La visite de Volodymyr Zelensky aux États-Unis, et sa rencontre avec Joe Biden, s’est soldée par des déclarations creuses, et un mémorandum de coopération entre la société ukrainienne Energoatom et la société d’énergie nucléaire américaine Westinghouse pour la construction de nouveaux réacteurs, que l’on peut résumer comme étant le renflouement de cette société au bord de la faillite aux frais du contribuable américain et de l’Ukraine.

Malgré l’exultation de Zelensky d’avoir enfin réussi à rencontrer Joe Biden (après deux reports de date), le moins que l’on puisse dire c’est que le résultat de cette visite est loin d’être transcendantale : 60 millions de dollars d’aide militaire incluant des missiles antichars Javelin, des déclarations creuses sur l’importance de défendre l’intégrité territoriale de l’Ukraine, et un mémorandum entre la société ukrainienne Energoatom et la société américaine Westinghouse (qui était en faillite il y a peu) pour la construction de réacteurs nucléaires pour 30 milliards de dollars.

Et c’est ce mémorandum qui est – et de loin – le point le plus bizarre de cette visite de Volodymyr « Lewinsky » (comme l’a appelé le média C-SPAN, qui dans un lapsus révélateur, a ainsi assimilé le Président ukrainien à celle qui fut célèbre pour les « gâteries » qu’elle faisait à Bill Clinton : Monica Lewinsky) à Washington.

President Lewinsky

En effet, tant Zelensky que les médias ukrainiens se gargarisent de ce mémorandum avec Westinghouse, clamant haut et fort que cela représente une possibilité d’investissement des États-Unis allant jusqu’à 30 milliards de dollars dans l’industrie de l’énergie nucléaire en Ukraine.

« La mise en œuvre du mémorandum permettra d’attirer des investissements pour la construction de réacteurs [nucléaires] d’une valeur pouvant atteindre 30 milliards de dollars. Outre les investissements directs, une partie de la production sera localisée et le budget bénéficiera de recettes fiscales supplémentaires  », indique le communiqué sur le site du Président ukrainien.

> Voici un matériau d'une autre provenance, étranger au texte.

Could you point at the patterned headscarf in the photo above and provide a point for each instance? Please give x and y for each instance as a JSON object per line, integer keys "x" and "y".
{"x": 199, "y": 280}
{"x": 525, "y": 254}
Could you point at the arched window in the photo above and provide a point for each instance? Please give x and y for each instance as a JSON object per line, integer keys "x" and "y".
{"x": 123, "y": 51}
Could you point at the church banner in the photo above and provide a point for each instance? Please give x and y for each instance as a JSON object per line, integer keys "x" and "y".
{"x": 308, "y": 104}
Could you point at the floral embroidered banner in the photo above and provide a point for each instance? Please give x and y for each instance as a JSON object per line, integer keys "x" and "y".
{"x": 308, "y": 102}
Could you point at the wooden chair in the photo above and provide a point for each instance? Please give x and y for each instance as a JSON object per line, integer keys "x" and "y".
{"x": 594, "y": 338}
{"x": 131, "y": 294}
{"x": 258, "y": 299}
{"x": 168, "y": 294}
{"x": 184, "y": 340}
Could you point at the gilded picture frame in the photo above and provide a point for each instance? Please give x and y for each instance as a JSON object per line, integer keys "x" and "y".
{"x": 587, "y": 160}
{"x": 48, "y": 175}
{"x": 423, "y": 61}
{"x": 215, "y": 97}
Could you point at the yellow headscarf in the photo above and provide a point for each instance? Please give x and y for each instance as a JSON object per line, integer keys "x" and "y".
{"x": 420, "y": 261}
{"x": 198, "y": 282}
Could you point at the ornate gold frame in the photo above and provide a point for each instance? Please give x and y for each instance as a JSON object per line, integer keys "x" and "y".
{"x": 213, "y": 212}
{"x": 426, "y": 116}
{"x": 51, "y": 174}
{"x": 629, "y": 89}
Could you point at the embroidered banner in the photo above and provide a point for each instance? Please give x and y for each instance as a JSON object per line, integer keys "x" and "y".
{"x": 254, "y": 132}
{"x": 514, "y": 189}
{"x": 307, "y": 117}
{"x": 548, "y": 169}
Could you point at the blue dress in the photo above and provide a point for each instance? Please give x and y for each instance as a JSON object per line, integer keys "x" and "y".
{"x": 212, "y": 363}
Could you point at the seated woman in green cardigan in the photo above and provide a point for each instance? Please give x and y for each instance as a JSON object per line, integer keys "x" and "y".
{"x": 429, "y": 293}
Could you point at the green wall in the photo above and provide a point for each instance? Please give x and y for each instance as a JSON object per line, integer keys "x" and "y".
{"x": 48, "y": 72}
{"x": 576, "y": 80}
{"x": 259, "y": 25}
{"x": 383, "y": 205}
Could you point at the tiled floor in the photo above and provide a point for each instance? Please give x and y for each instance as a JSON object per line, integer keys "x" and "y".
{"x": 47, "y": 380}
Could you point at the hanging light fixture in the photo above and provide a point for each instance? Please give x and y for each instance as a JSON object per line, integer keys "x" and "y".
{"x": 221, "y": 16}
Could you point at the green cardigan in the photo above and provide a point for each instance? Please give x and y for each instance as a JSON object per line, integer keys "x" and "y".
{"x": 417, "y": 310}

Mais lorsqu’on lit le communiqué d’Energoatom, on comprend que les 30 milliards représentent le coût du projet commun avec Westinghouse, et il n’y est pas question d’investissement.

« Le mémorandum prévoit la participation de Westinghouse à l’achèvement du réacteur n°4 de la centrale nucléaire de Khmelnitski en utilisant la technologie AP1000, ainsi que de quatre autres réacteurs d’autres centrales nucléaires en Ukraine. Le coût total du projet est estimé à environ 30 milliards de dollars américains  », peut-on lire dans le communiqué.

La société américaine va fournir sa technologie de réacteur AP1000 et le carburant qui va avec. Mais il va bien falloir payer pour tout cela.

Et ce n’est pas Westinghouse, qui était en faillite en 2017, et qui a dû être rachetée par Brookfield pour sortir de ce statut (et être restructurée), qui risque d’investir dans le nucléaire en Ukraine !

Car si Westinghouse est officiellement sortie de la faillite, la compagnie américaine avait toujours 3 milliards de dollars de dette l’an passé, et son rating auprès des agences de notation est « B » (en clair la société est toujours à risque de refaire faillite si les conditions économiques sont défavorables, ses actions sont considérées à risque, tout comme le fait de lui accorder un crédit).

On voit donc mal comment Westinghouse (qui risque toujours la faillite car elle n’est pas compétitive face aux concurrents russes et chinois, et qui doit compter sur des barbouseries comme en République Tchèque pour éliminer ses concurrents des appels d’offre) pourrait investir quoi que ce soit dans le domaine du nucléaire en Ukraine.

Russie et Chine dominent le marché de l'énergie nucléaire

La Chine et la Russie sont de loin les plus gros fournisseurs mondiaux de réacteurs nucléaires

Qui va donc devoir sortir les 30 milliards nécessaires à ce chantier pharaonique ? Les investisseurs étrangers ? Qui ira investir une somme pareille en Ukraine après que les investisseurs chinois aient été dépouillés de leurs biens lorsque Kiev a appliqué les ordres de Washington et bloqué la vente de Motor Sich ?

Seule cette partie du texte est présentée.